In this second and final part, Stewart Maiden describes how the Model Law assisted the trustees of the Japan Airlines group to protect the value of that group’s business as a going concern during its transnational restructuring in 2010-11. Professor Rosalind Mason discusses the liquidation of Lehman Brothers, which demonstrates how private arrangements can provide solutions to cross-border problems that might be beyond the reach of existing legislation.

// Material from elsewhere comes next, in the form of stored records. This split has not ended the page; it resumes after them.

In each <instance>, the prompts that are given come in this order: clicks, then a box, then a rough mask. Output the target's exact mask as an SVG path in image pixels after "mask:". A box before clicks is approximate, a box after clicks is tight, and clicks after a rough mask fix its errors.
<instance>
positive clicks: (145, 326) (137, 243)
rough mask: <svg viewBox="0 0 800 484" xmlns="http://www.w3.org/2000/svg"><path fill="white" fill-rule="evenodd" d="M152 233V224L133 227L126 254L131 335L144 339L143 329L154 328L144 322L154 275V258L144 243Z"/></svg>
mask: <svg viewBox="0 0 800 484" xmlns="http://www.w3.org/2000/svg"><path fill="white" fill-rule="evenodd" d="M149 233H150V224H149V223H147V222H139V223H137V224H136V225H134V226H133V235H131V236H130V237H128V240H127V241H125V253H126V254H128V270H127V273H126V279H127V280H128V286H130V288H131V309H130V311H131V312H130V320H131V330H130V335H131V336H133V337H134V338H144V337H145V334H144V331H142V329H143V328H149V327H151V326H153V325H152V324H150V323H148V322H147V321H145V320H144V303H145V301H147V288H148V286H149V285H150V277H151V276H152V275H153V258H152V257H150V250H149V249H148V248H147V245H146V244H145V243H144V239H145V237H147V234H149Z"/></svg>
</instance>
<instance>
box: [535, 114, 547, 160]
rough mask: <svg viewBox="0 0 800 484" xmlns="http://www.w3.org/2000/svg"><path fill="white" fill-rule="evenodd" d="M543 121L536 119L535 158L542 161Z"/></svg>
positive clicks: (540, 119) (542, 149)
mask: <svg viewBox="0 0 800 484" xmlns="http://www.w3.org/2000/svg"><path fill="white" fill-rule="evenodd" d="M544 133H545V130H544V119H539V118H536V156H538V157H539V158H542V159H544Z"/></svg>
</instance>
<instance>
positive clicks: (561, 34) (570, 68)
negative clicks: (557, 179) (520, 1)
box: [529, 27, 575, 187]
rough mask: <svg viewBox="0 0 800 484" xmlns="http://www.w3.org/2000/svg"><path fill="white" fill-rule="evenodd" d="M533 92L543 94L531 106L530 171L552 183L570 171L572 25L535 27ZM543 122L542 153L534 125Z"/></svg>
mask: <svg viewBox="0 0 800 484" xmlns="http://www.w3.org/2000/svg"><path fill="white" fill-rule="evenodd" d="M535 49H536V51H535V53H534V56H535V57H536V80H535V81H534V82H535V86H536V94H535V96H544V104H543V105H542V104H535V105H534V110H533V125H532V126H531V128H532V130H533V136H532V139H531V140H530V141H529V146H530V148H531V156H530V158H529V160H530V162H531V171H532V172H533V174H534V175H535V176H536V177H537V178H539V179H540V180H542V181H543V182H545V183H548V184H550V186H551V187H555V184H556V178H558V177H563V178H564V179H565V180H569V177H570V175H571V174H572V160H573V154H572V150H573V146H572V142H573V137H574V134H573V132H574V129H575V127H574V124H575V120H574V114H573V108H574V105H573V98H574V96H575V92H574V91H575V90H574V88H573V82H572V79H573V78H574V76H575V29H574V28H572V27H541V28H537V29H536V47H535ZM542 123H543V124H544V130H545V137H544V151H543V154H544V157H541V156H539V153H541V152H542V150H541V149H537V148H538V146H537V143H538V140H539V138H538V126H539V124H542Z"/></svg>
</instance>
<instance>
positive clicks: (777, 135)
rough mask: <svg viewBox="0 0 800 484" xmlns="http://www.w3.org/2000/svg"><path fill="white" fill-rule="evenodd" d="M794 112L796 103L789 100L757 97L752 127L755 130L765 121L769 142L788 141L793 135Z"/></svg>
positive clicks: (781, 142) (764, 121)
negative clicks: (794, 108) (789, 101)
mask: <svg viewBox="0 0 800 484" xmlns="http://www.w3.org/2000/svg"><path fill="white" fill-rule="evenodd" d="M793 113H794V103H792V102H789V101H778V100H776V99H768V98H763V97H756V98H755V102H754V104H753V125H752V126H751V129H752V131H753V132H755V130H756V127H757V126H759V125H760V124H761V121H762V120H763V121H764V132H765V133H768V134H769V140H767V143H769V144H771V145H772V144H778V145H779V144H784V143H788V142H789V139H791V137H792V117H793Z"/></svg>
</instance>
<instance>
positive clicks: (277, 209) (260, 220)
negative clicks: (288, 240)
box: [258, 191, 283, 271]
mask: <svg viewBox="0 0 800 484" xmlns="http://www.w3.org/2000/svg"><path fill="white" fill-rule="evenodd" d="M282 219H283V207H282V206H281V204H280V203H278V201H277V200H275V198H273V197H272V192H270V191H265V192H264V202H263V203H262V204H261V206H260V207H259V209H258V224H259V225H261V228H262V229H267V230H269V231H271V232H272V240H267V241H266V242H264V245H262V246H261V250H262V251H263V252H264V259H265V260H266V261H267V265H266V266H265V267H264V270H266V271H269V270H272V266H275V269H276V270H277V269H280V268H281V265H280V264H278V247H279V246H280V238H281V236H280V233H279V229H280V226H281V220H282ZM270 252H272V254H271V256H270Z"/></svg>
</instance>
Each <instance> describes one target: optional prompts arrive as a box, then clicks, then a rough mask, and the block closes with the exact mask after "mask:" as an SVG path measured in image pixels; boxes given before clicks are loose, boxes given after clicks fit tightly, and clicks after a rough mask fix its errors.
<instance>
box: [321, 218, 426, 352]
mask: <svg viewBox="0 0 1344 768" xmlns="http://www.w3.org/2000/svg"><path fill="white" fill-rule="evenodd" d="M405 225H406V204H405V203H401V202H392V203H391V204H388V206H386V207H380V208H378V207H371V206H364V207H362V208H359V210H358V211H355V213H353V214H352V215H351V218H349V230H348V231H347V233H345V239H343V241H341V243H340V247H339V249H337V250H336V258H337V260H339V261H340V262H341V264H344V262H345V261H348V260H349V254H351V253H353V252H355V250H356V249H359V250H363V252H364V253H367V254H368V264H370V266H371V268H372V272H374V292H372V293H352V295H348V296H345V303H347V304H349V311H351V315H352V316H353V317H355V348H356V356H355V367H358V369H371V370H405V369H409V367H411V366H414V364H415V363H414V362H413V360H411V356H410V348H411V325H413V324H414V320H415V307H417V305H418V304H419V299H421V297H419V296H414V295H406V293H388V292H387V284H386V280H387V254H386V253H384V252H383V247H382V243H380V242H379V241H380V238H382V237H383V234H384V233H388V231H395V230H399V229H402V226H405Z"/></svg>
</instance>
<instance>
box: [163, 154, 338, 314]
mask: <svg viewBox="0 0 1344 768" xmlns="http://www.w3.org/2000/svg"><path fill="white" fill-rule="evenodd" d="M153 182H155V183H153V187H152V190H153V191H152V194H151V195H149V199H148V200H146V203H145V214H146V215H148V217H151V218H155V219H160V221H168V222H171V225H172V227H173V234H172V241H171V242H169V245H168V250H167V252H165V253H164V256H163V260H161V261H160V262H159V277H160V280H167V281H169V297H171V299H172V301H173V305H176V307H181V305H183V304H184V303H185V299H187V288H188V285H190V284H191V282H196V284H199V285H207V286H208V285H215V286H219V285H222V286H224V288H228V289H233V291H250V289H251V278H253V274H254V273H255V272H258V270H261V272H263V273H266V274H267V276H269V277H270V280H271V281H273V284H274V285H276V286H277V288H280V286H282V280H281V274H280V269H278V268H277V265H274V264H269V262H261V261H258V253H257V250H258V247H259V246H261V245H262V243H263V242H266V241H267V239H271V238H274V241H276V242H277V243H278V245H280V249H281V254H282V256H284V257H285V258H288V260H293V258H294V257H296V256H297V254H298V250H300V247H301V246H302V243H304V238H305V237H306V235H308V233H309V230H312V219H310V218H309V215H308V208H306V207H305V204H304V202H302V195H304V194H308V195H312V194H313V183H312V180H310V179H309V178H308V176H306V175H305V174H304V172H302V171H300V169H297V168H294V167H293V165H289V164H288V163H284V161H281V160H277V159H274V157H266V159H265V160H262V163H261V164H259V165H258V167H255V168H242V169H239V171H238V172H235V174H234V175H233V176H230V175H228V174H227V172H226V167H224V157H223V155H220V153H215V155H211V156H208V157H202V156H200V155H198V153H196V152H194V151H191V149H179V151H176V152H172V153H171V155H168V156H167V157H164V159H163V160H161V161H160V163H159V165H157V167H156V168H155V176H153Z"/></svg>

Together, those three discussions conclude that both the Model Law and private initiatives have found a place in assisting the winding up and restructuring of large and complex multinational organisations in the Australian neighbourhood.
B. Japan Airlines
Japan Airlines Corporation and its affiliated companies (for convenience, referred to as JAL) filed for court-assisted reorganisation in January 2010. It was the largest failure by a non-financial firm in Japanese history. JAL undertook a pre-packaged restructuring utilising judicial corporate reorganisation proceedings with the assistance of the Japanese government, through the Enterprise Turnaround Initiative Corporation of Japan (ETIC). All of its shares were cancelled, and new share capital was issued to ETIC in exchange for a JPY 350 billion capital injection. The group’s debts were to be paid over a seven year period, with unsecured creditors 'taking a haircut' of 87.5%. The proceeding was perhaps the highest profile Asian restructuring in recent years. It demonstrates how the Model Law can be used to assist a complex international reorganisation.
Taxiing toward trouble
JAL is one of the world’s largest air carriers. In addition to significant international carriage and cargo services, it runs the largest domestic air passenger business in Japan. In 2009, it provided passenger services to approximately 11 million international and 41 million domestic passengers6 and was Asia’s largest airline by revenue.